When Jo Anne Schiller oversaw Everyday Learning Corp., a publisher of educational material, every day proved a learning experience for the entrepreneur. The businesswoman, who was in the education field, had been recruited by ARCH Venture Partner’s co-founder Robert Nelsen as the start up’s initial CEO in 1988 to commercialize and market University of Chicago Professor Max Bell’s revolutionary K-6 math curriculum. Initially, that seemed a daunting assignment since Bell’s concept, very effective in a research environment, didn’t seem to have commercial appeal. 

But that’s when ARCH Venture Partners came to Schiller’s rescue. The Chicago provider of seed and early-stage venture capital for tech firms was just getting started back then and, indeed, Nelsen had identified Bell’s promising math project as a commercial venture. ARCH gave Schiller $170,000 for Everyday Learning as ARCH’s third portfolio company. That plus $50,000 from the Evanston Business Investment Corp. served as her initial funding. 

That amount wasn’t very much, Schiller says, “especially when you considered that most publishers put upward of $50 million into the development of their math program. Still, the timing proved ripe since the educational field signaled it was the time to publish a different kind of math program.

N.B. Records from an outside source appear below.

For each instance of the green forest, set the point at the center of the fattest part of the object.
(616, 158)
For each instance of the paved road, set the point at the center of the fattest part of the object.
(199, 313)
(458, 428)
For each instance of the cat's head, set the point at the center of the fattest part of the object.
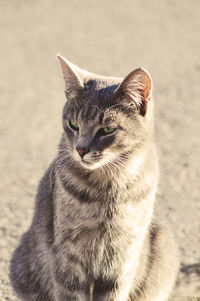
(105, 119)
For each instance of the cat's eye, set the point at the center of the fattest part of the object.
(74, 125)
(106, 131)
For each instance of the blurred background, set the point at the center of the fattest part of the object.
(110, 38)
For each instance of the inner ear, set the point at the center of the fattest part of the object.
(137, 89)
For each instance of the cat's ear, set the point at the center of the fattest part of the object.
(73, 82)
(137, 89)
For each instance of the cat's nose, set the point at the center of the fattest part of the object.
(82, 151)
(82, 146)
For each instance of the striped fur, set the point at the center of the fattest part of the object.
(93, 236)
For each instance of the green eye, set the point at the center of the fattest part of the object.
(74, 125)
(106, 131)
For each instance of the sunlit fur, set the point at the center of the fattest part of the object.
(93, 237)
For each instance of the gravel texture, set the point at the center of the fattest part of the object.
(110, 38)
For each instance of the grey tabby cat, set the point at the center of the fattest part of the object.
(92, 235)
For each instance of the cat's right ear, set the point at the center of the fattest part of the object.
(73, 82)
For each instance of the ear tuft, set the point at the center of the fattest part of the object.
(73, 83)
(137, 88)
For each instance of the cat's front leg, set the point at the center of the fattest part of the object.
(70, 282)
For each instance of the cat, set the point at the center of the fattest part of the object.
(93, 235)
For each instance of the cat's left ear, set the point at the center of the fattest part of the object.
(73, 81)
(137, 89)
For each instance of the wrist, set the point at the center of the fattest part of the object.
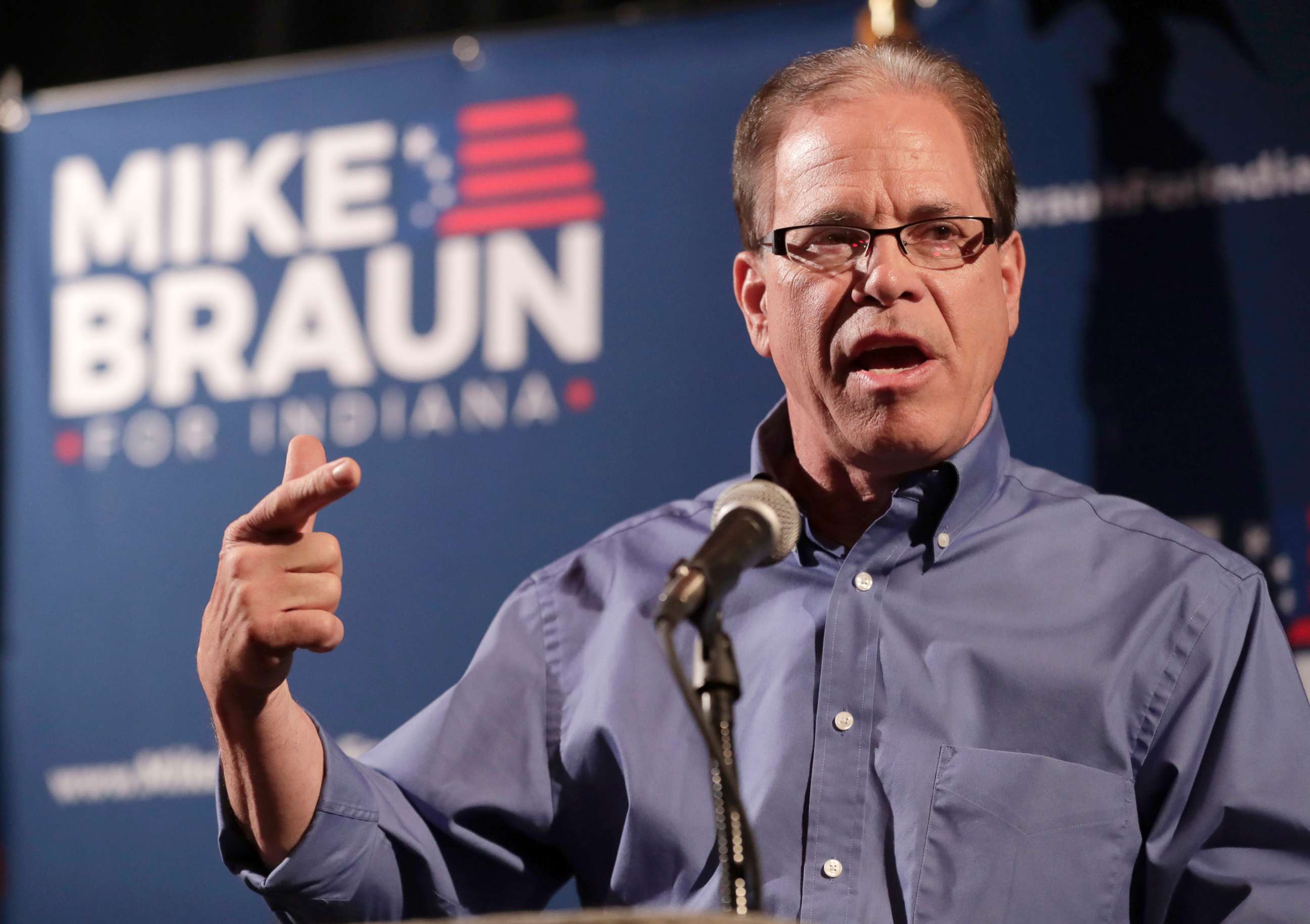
(235, 708)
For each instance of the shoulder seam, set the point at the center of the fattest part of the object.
(1129, 529)
(641, 520)
(553, 700)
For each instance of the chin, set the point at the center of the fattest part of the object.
(898, 438)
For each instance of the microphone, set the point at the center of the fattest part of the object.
(754, 523)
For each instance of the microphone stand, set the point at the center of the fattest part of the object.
(739, 880)
(712, 706)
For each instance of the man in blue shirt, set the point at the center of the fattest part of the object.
(975, 691)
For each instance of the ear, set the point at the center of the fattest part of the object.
(750, 289)
(1013, 262)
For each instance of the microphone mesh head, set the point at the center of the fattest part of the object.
(773, 503)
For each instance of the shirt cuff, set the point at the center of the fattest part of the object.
(325, 864)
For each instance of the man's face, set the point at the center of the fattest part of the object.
(888, 367)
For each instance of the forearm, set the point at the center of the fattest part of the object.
(273, 770)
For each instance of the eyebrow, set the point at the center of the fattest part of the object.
(919, 213)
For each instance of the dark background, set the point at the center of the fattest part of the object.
(79, 41)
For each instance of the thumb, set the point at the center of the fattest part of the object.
(304, 454)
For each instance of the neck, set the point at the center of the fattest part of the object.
(840, 502)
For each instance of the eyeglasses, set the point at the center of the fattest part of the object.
(934, 244)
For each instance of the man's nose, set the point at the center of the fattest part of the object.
(886, 275)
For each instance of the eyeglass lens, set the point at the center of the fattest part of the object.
(933, 244)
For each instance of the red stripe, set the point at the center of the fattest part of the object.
(517, 113)
(531, 214)
(567, 143)
(531, 180)
(1298, 633)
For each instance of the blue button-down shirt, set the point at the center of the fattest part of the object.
(1064, 707)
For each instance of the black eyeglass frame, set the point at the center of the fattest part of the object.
(778, 246)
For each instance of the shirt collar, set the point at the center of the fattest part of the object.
(950, 494)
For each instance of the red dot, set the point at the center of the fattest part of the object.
(579, 394)
(69, 446)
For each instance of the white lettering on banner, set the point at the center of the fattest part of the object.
(192, 331)
(312, 326)
(185, 204)
(1271, 175)
(247, 198)
(567, 310)
(484, 404)
(351, 419)
(184, 348)
(433, 412)
(408, 355)
(204, 321)
(149, 437)
(344, 202)
(91, 223)
(536, 401)
(176, 771)
(98, 345)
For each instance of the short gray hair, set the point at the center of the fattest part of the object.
(890, 65)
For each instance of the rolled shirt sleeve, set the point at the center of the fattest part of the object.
(1224, 791)
(450, 814)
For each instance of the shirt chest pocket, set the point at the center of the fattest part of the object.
(1025, 838)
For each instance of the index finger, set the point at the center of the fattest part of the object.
(293, 503)
(304, 454)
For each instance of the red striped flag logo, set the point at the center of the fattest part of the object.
(522, 164)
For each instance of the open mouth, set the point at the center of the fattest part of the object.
(887, 359)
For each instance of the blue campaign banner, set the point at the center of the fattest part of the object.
(1163, 156)
(503, 286)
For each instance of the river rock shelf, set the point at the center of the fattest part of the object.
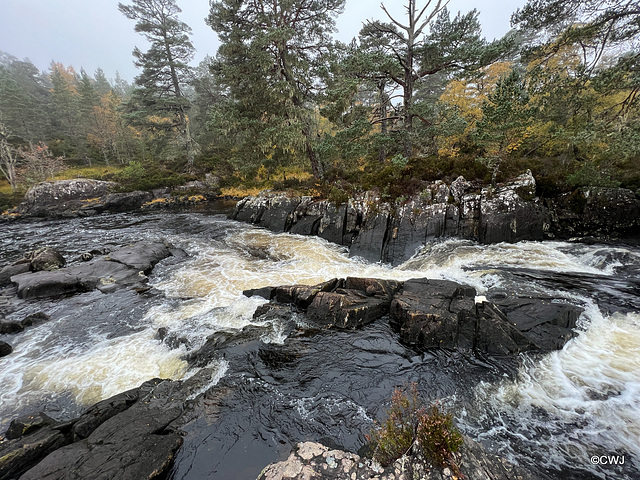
(430, 313)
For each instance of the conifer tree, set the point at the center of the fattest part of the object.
(158, 99)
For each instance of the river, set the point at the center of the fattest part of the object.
(547, 413)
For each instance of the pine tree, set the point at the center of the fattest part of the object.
(158, 99)
(271, 58)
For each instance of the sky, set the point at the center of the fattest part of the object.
(93, 34)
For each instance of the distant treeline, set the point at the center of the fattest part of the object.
(410, 100)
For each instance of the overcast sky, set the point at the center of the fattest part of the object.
(93, 33)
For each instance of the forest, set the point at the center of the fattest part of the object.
(284, 105)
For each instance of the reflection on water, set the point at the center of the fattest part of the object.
(584, 397)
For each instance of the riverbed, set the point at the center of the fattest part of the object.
(549, 413)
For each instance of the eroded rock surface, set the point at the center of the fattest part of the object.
(392, 233)
(312, 460)
(128, 436)
(433, 314)
(125, 267)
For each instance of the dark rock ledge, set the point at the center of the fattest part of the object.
(431, 313)
(129, 436)
(314, 460)
(392, 233)
(127, 266)
(82, 197)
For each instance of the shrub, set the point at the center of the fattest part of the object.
(412, 428)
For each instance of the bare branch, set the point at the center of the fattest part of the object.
(393, 19)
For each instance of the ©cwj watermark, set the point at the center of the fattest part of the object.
(607, 460)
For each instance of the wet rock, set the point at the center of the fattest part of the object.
(142, 256)
(53, 198)
(546, 321)
(129, 436)
(314, 460)
(10, 270)
(5, 349)
(8, 327)
(346, 309)
(45, 259)
(595, 212)
(22, 426)
(121, 202)
(378, 231)
(34, 319)
(17, 456)
(124, 267)
(433, 314)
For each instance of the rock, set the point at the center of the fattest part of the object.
(314, 460)
(129, 436)
(49, 198)
(346, 309)
(378, 231)
(45, 259)
(435, 314)
(595, 212)
(34, 319)
(17, 456)
(10, 270)
(545, 321)
(125, 267)
(8, 327)
(121, 202)
(432, 314)
(142, 256)
(5, 349)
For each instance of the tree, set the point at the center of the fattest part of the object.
(506, 118)
(596, 26)
(270, 62)
(8, 157)
(158, 99)
(451, 45)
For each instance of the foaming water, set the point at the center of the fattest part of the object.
(580, 401)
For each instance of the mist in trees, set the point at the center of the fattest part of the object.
(412, 99)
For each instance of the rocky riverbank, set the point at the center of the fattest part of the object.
(391, 233)
(86, 197)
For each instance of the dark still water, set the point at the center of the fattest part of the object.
(276, 386)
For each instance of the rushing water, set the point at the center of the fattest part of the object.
(549, 413)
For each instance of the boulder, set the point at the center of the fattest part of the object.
(5, 349)
(19, 427)
(142, 256)
(433, 314)
(128, 436)
(124, 267)
(45, 259)
(46, 197)
(314, 460)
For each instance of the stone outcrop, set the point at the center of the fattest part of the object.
(86, 197)
(127, 266)
(126, 436)
(314, 460)
(596, 212)
(378, 231)
(392, 233)
(433, 314)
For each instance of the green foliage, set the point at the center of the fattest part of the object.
(437, 436)
(137, 176)
(410, 425)
(590, 175)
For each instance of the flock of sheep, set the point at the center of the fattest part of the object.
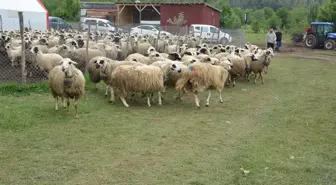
(130, 64)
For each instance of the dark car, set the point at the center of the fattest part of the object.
(58, 23)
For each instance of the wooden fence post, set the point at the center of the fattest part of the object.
(23, 58)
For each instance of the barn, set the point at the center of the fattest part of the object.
(35, 15)
(195, 13)
(159, 13)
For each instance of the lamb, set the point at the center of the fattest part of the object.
(131, 78)
(79, 55)
(155, 56)
(241, 66)
(142, 48)
(261, 65)
(66, 81)
(109, 66)
(202, 76)
(95, 75)
(46, 61)
(13, 54)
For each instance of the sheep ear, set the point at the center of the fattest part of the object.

Snapshot of Everyday Learning 

  • Bob Nelsen, co-founder of ARCH Private Ventures, identified University of Chicago Professor Max Bell’s promising math project.
  • Nelsen then recruited Jo Anne Schiller in 1988 to shepherd the fledgling company
  • ARCH Private Ventures furnished start-up funds, business counsel, expertise.
  • After initial year, sales doubled each year as new math programs got released. 
  • Tribune Company bought it in 1995; sales further rose.
  • McGraw-Hill bought company in 2000.   

The company began with a kindergarten program and a teacher-development program and a few customers. First-year revenues were $100,000 and that climbed to $500,000 in the second year when the first-grade math program was published. Everyday Learning broke even that second year, and revenues began to double every year, enabling the company to support itself from just its revenue. 

Again, ARCH proved a great partner. It provided the company with a start-up structure and was willing to look at a 110-year time frame, if necessary. It guaranteed Schiller’s bank note when it exceeded Everyday Learning’s assets due to seasonal book-purchasing factors. That guarantee, she says, was even more important than the need for a second funding. ARCH also provided a lawyer who worked with the venture capital firm’s companies, and he gave welcome legal support as Everyday Learning incorporated and filed for patents and copyrights.

Schiller also found the perfect sales-and-marketing chief in Tom Wise, who had taken early retirement a couple of years before. He hired retired sales reps who knew the territory and educational customers, and they became the industry’s first independent reps selling a core curriculum. But sales took off, climbing to about $14 million by 1995, and helped by the publication of the second and third grade math programs. A $5 million National Science Foundation grant to Bell enabled him to begin writing the programs for grades four through six.

As Everyday Learning and Bell were getting started on fifth grade, the Chicago Tribune became interested in the company. The Tribune was starting an educational publishing business and had made a couple of acquisitions. In 1995, Tribune bought the company for $25 million. During the next five years, Everyday Learning completed the math curriculum and began a second edition. It also started a K-12 health curriculum.

In 2000, Tribune sold its educational companies, including Everyday Learning, to McGraw Hill, where the company resides today. By 2005, it was the top-selling elementary mathematics curriculum with an estimated 19 percent of the market. 
For Everyday Learning and Schiller, all the numbers added up.